Removing her spectacles, because she never let anyone see her in her spectacles, she marched with authority to her front windows and peeped discreetly—because she had been taught that a lady always peeped with discretion—through the only lace curtains in the whole county to see what all the ruckus was.

Her gaze crossed the planking of the wide front porch, going over the trailing coils of Carolina jasmine tangled in the porch rails and winding around gimcracks, to see five mounted cowboys from the Triple K Ranch. Just as she had feared, they were trampling her snapdragon bed. That brought a sputter of outrage to her lips, but before she could act on her sputtering outrage, she saw that wasn't all they were doing. They were securing a lariat to the sturdiest branch of her prized elm tree.

That in itself was bad enough, but, to her horror, Charlotte Butterworth discovered—locking her eyes on the lariat looped over her tree and following it backward—that there was a most displeased, if not downright unhappy, stranger attached to the other end.

"Dear Lord," she whispered, "they're going to hang the poor man." It suddenly occurred to her just where they were going to hang him. "In my tree!" she said, as if not believing it herself.
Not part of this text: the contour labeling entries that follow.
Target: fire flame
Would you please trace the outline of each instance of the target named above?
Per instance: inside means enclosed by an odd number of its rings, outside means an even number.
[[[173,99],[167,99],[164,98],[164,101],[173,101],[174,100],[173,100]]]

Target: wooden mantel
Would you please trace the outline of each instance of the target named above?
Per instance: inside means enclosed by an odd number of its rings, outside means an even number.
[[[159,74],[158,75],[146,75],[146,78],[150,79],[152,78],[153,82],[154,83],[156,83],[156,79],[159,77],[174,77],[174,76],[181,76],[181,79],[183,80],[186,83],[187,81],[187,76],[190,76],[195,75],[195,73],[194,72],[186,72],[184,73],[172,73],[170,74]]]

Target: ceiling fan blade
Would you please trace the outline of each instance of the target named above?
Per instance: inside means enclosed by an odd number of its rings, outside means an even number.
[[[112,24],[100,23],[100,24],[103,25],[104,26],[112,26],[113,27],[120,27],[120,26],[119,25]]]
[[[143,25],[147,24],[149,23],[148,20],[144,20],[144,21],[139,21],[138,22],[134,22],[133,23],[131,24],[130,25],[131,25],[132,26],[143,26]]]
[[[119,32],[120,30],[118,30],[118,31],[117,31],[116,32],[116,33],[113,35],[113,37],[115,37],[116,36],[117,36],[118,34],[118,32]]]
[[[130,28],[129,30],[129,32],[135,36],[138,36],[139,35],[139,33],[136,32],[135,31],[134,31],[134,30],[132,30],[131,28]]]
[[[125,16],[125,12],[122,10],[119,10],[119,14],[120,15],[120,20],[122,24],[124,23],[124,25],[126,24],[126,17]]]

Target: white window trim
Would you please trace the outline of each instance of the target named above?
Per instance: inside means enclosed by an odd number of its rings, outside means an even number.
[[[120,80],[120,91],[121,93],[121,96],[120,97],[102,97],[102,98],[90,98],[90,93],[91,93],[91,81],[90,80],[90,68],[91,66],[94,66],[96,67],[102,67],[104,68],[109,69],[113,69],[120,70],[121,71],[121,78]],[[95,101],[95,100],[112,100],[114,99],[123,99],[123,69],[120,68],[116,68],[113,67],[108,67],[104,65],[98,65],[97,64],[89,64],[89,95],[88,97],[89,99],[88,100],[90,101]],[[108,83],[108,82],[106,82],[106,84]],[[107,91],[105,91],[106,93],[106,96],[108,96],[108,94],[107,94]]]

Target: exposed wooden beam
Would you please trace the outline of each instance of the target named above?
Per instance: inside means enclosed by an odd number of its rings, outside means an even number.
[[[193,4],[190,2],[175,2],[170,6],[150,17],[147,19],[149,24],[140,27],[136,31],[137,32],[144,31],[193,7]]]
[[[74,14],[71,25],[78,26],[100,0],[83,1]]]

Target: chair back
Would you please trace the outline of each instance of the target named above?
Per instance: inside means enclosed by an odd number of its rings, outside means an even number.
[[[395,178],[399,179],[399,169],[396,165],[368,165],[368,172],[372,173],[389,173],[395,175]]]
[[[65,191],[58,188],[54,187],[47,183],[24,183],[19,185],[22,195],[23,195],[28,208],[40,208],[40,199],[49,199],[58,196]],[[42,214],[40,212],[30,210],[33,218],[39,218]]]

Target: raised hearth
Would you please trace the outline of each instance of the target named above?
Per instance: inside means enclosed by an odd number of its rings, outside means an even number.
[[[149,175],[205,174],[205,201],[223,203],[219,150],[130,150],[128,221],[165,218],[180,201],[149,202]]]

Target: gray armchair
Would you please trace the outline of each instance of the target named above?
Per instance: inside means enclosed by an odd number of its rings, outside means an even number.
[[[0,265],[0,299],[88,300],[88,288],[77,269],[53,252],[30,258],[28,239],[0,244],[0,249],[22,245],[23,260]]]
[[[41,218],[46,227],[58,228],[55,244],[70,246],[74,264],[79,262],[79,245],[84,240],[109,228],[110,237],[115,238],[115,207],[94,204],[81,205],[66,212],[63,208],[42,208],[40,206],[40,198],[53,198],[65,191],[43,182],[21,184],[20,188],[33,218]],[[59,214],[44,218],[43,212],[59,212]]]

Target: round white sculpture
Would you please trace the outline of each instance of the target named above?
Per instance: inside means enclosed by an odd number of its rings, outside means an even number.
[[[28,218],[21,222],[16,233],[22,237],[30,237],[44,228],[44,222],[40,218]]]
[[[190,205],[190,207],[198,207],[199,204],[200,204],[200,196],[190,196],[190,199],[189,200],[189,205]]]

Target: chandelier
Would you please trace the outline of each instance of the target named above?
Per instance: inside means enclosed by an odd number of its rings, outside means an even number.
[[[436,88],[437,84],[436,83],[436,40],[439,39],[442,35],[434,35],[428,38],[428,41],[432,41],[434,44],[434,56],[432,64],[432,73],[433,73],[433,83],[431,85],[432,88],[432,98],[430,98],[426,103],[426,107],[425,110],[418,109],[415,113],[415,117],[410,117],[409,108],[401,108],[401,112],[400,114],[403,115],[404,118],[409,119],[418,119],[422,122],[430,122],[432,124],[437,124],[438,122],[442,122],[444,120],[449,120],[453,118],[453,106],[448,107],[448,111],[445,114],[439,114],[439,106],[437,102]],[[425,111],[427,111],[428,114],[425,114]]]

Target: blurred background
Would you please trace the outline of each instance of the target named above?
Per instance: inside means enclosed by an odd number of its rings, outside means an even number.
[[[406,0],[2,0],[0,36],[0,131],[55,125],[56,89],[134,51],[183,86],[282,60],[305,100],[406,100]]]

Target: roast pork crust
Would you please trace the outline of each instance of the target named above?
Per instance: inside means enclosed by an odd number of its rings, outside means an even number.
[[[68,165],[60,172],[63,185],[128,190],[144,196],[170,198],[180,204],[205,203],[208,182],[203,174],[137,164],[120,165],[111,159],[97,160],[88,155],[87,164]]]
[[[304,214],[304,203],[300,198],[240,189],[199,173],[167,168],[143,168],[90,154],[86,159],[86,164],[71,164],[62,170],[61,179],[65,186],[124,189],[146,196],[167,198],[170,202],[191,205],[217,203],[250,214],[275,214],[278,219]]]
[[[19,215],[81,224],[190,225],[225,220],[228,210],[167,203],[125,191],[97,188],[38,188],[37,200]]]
Her mind teeming with thoughts about what was going to occur in her front yard, Charlotte stared, white-faced, at the man's dark hair. Even from her window she could see it was matted with what looked to be blood and caked with sand. His clothes—what was left of them—were torn, and his blood was seeping through a dozen rips. It looked as if he had been tied behind a horse and dragged for some distance. It was quite obvious he hadn't come willingly, but what was one man against five?

She saw that his hands were bleeding and raw and tied behind his back. With heart-quickening alarm, she watched as his fingers clenched and unclenched, the muscles in his arms straining until the blood vessels stood out prominently.

But it was the stranger's face that held her attention, and she watched him for a long moment, absorbing the masculine beauty of his bronzed face with its high cheekbones gleaming with sweat. From the side, his nose was straight, his chin strong and powerful. When his horse danced nervously at the rope hanging along its flank, the stranger turned, and Charlotte saw his eyes were a deep, dark blue, chilling in their intensity and hard with determination. In spite of his impassive and aloof expression, she had the feeling his pride was hurt. It struck her immediately that the man looked ruthless, defiant, and quite capable of violence. Yet, there was an aura of integrity about him. He might be many things, but surely a criminal was not one of them. Something in the proud carriage of his jaw, the way he did not grovel and beg or speak one word to save himself—all proclaimed his innocence.

Charlotte was reminded of another time and another place when she had watched in horror as someone innocent had been murdered. Only that time she had been a child, and unable to help.

Charlotte Augusta Butterworth stood watching from behind her lace curtains, her blue eyes fixed on the stranger. A pain thrummed in her head, and there was a thickening lump in her throat where her hand rested.

She had never seen a man hang.

And she wasn't about to see one hang today, either—not if she had anything to say about it. After all, that was her tree they were using, and she had a right to decide if it was going to keep on being a shade tree or become a hanging tree.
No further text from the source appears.